Dave asintió repetidas veces y otra lágrima ardiente rodó por su mejilla, quemándosela. Casi clavaba los dedos en los brazos de su padre.

—La han violado, papá. Los tres. Y en una iglesia.

Dave apretó los ojos cerrados hasta que le dolieron. Le ardían los pulmones de contener el oxígeno para llorar.

—Jill no, papá. Ella no...

Se inclinó hacia delante, hecho jirones por dentro, y a su padre se le trenzó un nudo en la garganta. Era su carne, su sangre, un pedazo de sí mismo. La única razón por la que no rompía a llorar con él era por sus compañeros de trabajo, parados a cierta distancia de seguridad.

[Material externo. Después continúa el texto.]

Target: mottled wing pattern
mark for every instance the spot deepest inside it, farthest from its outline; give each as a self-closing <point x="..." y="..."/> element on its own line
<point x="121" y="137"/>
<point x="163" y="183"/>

—¡Todo lo hago mal! —exclamó Dave de repente, entre gimoteos e hipo húmedo, y le rasgó el alma—. ¡Todo esto es por mi culpa, por imbécil, por inútil!

Ángel apretó los antebrazos del chico.

—Estás muy cansado, Dave —dijo en voz baja—. Aquí no hay inútiles.

—¡No he sido capaz de cuidar de ninguna de las mujeres que me dejaste! ¡Ni de Cris, ni mamá, ni...!

—Nunca te pedí que las cuidaras, no era tu trabajo —lo interrumpió su padre, acercándose más a su rostro—. Tienes dieciséis años, por Dios, jamás te encargaría una responsabilidad tan grande.

—Mátame —soltó Dave, desesperado—. Quiero que alguien me mate, por favor, que...

—Dave, mírame.

Lo había tomado de la cara para forzarlo a mirarlo, casi rozando su frente con la de su hijo, y, a pesar del remolino de voces que le estaba descuartizando la consciencia y la vergüenza que le daba llorar ante él, Dave obedeció.

—Estoy aquí, yo me encargo. Tranquílizate, yo estoy contigo.

Acariciaba sus mejillas con los pulgares.

Pero Dave sentía tanto que no sentía nada. Había dejado de llorar, aunque seguía jadeando como si se asfixiase, por lo que su padre lo tomó por la nuca y lo estampó contra su hombro.

Toda la tensión en el cuerpo de Dave se descargó y él respiró, mentalmente agotado. Había calidez en el pecho de su padre, en su voz, en sus manos.

Cerró los ojos y la ansiedad escapó.

Debió de quedarse dormido sobre la clavícula de su padre, porque no se dio cuenta de cuándo se subió al auto. Tan solo se percató de que la noche estaba negra, que las luces de la calle refulgían naranjas en la acera y teñían el interior del auto, y de que su padre le acarició varias veces la cabeza de regreso a casa.